2 The applicant relied on an amended notice of appeal filed on 9 September 2015, supported by “Points of Claim” filed on the same date. The first respondent (hereafter the respondent) filed a notice of objection to the competency of the appeal on 1 October 2015.
3 This judgment deals with the competency of the appeal, pursuant to an agreement by the parties that the issue of competency should be dealt with at the outset.
The initial points of claim
4 The applicant’s initial points of claim (as filed on 9 September 2015) advanced the following argument.
5 The contract in question was an “Australian Super Fund Group Life Insurance Policy” which applied to the applicant from 1 October 2005, as an incident of his employment. Premiums were sent on the applicant’s behalf by his employer until 27 October 2006, the month in which the applicant left that employment. The policy was governed by the terms of the Insurance Contracts Act 1984 (Cth). Accordingly, even though no further premiums were paid after 27 October 2006, it could only be cancelled under s 59 of the Insurance Contracts Act by written notice to the applicant from the respondent. As the respondent did not notify the applicant of the proposed cancellation of the policy, it remained on foot after 27 October 2006.
6 The policy provided for benefits for total and permanent disablement (“TPD”). Around 23 December 2009, the applicant became totally and permanently disabled. On 6 March 2014, the applicant made a claim under the policy and the respondent thereupon became liable to the applicant to pay the benefit under the policy.
The amended notice of appeal
7 The initial points of claim made no reference at all to any determination by the Superannuation Complaints Tribunal asserting only that, on the basis of the points of claim, the applicant claimed damages for breach of contract, interest thereon and costs. The amended notice of appeal filed on 9 September 2015, however, did refer to a “decision of the Superannuation Complaints Tribunal made on 20 March 2015”, as the subject of the appeal and referred to the points of claim as the questions of law which arose in the appeal.
8 In that amended notice of appeal the orders sought were:
1. Damages for breach of contract.
2. The reinstatement of the applicant’s claim with the first respondent.
9 The grounds relied on for those orders were the initial points of claim.
Objection to competency
10 The respondent, at that stage, objected to the competency of the appeal on a number of grounds.
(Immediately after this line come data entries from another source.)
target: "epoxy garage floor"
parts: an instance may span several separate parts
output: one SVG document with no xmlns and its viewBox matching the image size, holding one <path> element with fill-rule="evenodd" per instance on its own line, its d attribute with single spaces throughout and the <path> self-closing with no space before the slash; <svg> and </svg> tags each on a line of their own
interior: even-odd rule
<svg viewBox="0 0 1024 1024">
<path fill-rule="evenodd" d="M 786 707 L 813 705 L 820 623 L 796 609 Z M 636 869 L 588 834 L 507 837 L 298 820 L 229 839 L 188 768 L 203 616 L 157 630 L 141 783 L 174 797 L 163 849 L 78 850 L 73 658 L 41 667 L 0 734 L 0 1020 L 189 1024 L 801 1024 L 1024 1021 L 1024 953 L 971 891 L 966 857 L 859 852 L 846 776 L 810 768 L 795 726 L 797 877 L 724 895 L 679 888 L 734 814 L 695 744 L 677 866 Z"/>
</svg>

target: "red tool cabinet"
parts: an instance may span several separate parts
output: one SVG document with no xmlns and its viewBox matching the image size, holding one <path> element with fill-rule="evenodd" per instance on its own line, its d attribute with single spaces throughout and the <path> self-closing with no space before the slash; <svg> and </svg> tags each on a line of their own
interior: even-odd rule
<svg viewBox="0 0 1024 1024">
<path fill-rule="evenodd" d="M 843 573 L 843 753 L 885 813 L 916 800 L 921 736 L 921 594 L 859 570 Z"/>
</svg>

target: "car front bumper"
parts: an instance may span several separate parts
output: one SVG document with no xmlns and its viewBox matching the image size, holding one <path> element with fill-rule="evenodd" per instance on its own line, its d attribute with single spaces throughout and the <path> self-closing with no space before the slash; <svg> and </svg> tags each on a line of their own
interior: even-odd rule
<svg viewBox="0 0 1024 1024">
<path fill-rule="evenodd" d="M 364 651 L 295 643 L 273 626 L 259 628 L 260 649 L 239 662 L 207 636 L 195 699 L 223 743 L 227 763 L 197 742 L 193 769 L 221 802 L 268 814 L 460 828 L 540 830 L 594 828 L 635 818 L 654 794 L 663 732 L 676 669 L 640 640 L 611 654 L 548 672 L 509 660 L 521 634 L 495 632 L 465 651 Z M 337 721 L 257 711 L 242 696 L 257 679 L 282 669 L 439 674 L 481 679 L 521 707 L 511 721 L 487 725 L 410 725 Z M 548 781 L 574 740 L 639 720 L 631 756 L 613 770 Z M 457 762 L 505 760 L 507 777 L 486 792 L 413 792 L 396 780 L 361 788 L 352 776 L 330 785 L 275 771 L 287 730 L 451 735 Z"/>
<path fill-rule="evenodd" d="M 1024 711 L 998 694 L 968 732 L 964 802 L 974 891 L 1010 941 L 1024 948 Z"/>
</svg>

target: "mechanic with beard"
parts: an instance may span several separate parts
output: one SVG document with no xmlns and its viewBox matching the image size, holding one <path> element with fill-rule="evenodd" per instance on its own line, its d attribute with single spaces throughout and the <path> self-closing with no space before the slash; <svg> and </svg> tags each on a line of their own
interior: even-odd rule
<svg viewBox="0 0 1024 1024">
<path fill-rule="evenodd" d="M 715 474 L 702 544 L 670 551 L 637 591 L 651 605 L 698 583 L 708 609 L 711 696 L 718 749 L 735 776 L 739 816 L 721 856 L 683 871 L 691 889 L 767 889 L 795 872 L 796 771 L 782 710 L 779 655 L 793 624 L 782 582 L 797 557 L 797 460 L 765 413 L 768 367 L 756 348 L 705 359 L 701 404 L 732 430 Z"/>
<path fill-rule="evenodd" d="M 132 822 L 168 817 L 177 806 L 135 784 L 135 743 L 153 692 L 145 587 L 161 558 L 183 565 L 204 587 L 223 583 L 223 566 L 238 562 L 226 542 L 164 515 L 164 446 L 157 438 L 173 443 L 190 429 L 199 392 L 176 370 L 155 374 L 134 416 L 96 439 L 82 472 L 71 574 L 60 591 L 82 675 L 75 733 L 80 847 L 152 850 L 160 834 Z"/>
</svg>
11 First, the respondent contended that neither the amended notice of appeal nor the points of claim supporting it stated the questions of law to be raised on the appeal or the parts of the decision of the Superannuation Complaints Tribunal which should be varied.
12 Secondly, the respondent contended that s 59 of the Insurance Contracts Act had no application because cover under the policy lapsed, in accordance with its terms, 13 months after the last receipt of contributions – i.e. before December 2009.
13 Thirdly, the respondent contended that, in any event, it was not the insurer under the policy and not liable to the applicant as an insurer.
14 Fourthly, the respondent contended that whether the respondent complied with s 59 of the Insurance Contracts Act could not be raised as a question on the appeal because it was “a question of fact” for the Superannuation Complaints Tribunal.
The preliminary question
15 The active parties agreed that the objection to competency should be dealt with at the outset. The second respondent filed a submitting appearance and took no active part in the proceedings.
16 Each of the active parties filed written submissions. Each sought, in those written submissions, to modify the position arising on the documents I have referred to. Neither party objected to the other doing so and, at the hearing, I permitted further amendment of the notice of appeal and amendment of the notice of objection to competency.
17 I refused one further application, towards the end of the hearing, to amend the notice of appeal again to rely on s 58 of the Insurance Contracts Act. I refer to that question later.
The claim and the Tribunal decision
18 After the applicant’s claim to TPD benefits, which was made to the respondent as trustee of the fund, he was advised by the respondent that benefits were not payable because his TPD cover had ceased in November 2007.
19 Records of the respondent also indicated that a “system generated” letter had been sent in October 2007 to the applicant at his address then on file, which was not returned, advising him that cover would cease the following month. Member statements sent to the applicant’s recorded address from 2008 onwards showed that death and TPD cover was “0”.
20 After receipt of the claim, and its initial rejection, the claim was internally reviewed by the respondent but was again refused.
21 A complaint to the Tribunal was then made on 5 June 2014. After considering the complaint, the Tribunal wrote to the applicant on 29 January 2015 informing him that it was considering whether to deal with his complaint under s 22(3)(b) of the Act.
22 Section 21 and s 22(3)(b) of the Act provide:
21 Withdrawal of complaint
A complainant may withdraw a complaint at any time.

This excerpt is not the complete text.